On Saturday I got the information that I will get 10 minutes before Marcos keynote speach on the very next day. The whole event took place at 6 different locations and Marco was constantly running from one location to the next so I decided to take as little equipment as possible with me so I would be very mobile. With high profile people it is not unusual that last minute changes happen and I try to be prepared for every situation imaginable.

I always try to shoot at least two setups to have some wiggle room. For this portrait sitting, I went with a classic hand painted Oliphant backdrop for both setups. The first setup was a classical portrait setting at an old table and the second one an environmental portrait to show the location but which also fits the look of one of my personal projects.

Lighting wise I used a Broncolor Move 1200 L with two MobiLed heads, one single broncolor Siros L 800 an 150 octabox and a Para 133 umbrella.

I didn’t know what to expect at the location but this equipment allowed me to be prepared to whatever I wanted to do and it is also very portable and versatile. We found a cool location in the basement of the theater Olten and setting up the equipment was an easy job once I knew how I wanted the portraits to look like. For the environmental portrait I used the 150 Octabox on the broncolor Siros 800 L.

Almost everything is possible in post-production but I always try to have it right in camera so I used the grid on the octabox to have more control where the light was going. As we were in a more or less bad lighted room I used the Move 1200 with one MobiLed to up the ambient light. For the second setup, I used the Para 133 with the Move 1200 L kit.
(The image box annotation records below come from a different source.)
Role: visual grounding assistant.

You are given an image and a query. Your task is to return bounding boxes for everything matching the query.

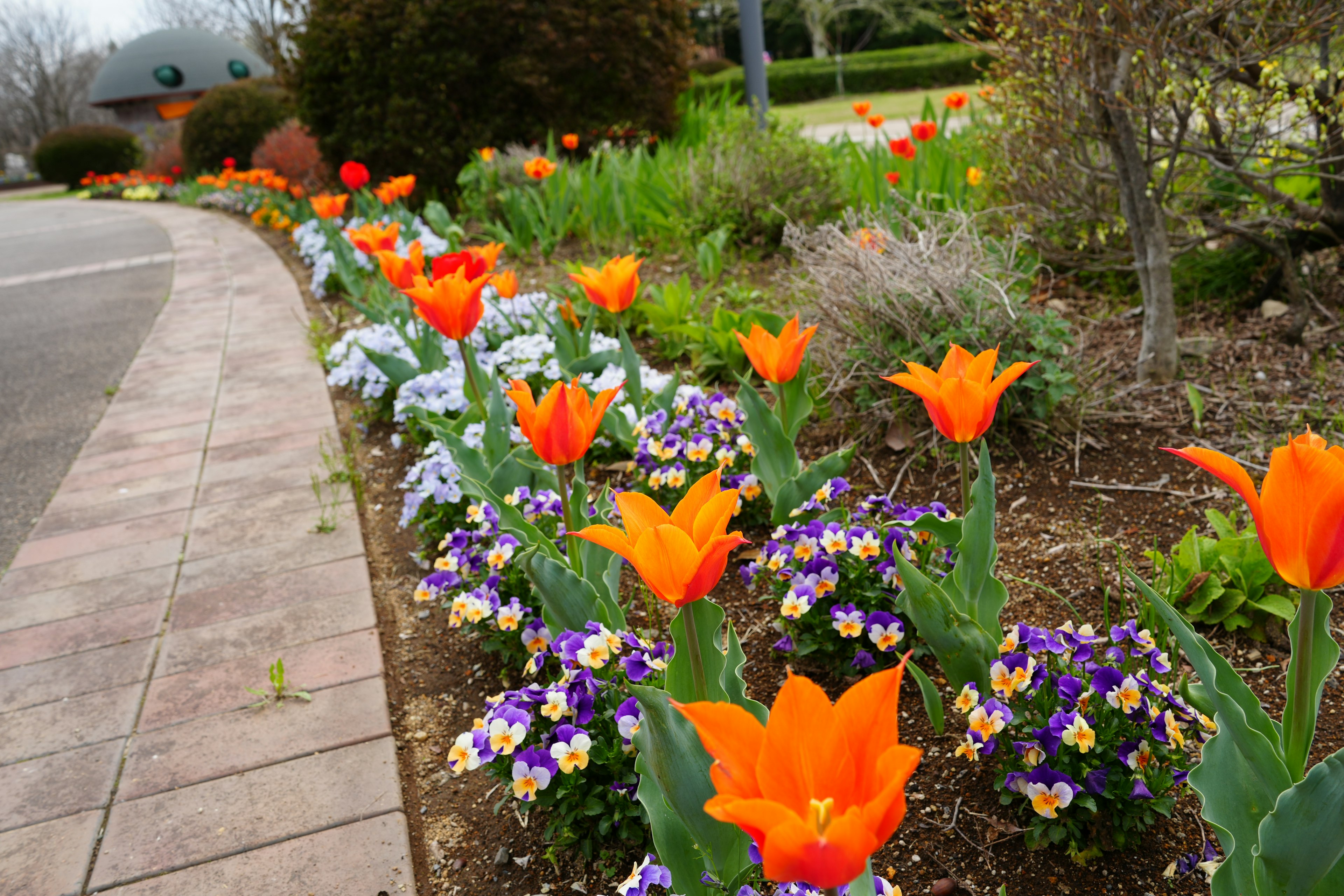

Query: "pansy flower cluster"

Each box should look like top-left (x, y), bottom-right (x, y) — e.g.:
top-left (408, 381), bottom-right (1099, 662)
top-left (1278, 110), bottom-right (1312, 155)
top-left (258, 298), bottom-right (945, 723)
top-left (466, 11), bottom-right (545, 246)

top-left (634, 386), bottom-right (770, 525)
top-left (448, 622), bottom-right (672, 854)
top-left (739, 497), bottom-right (952, 674)
top-left (955, 619), bottom-right (1216, 854)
I wanted clean and crisp light, not too harsh but a little bit punchy.

As everything was ready we had to wait for our subject Marco. First I was told Marco will be ready a few minutes before 2 pm but this time slot got canceled and we were told to wait till he shows up. This meant for us to be ready to shoot any minute and finally, at 4:30pm he showed up and I got 10 minutes.

The whole shooting went very smooth and unspectacular. Marco is a very kind person and absolutely knows how to work the camera. Once I’ve started shooting he said, so you are really using the auto focus man?“ While I usually work with manual focus I didn’t want to ruin this shooting with having out of focus images, especially since it was really dark in the room. But he started laughing and I tried to not get out of my routine. Switching between the sets was a thing of seconds and after 7 minutes we were done.

Overall it was a great experience but also very stressful. When shooting high profile

people there is already so much that can go wrong mostly with time schedules and subjects not wanting to do something. It is a big releave that I don’t have to spend one single second thinking if my equipment is going to work or not. Before I went with Broncolor I always took backup equipment with me to be sure everything works. Now I don’t even think about lighting backup anymore.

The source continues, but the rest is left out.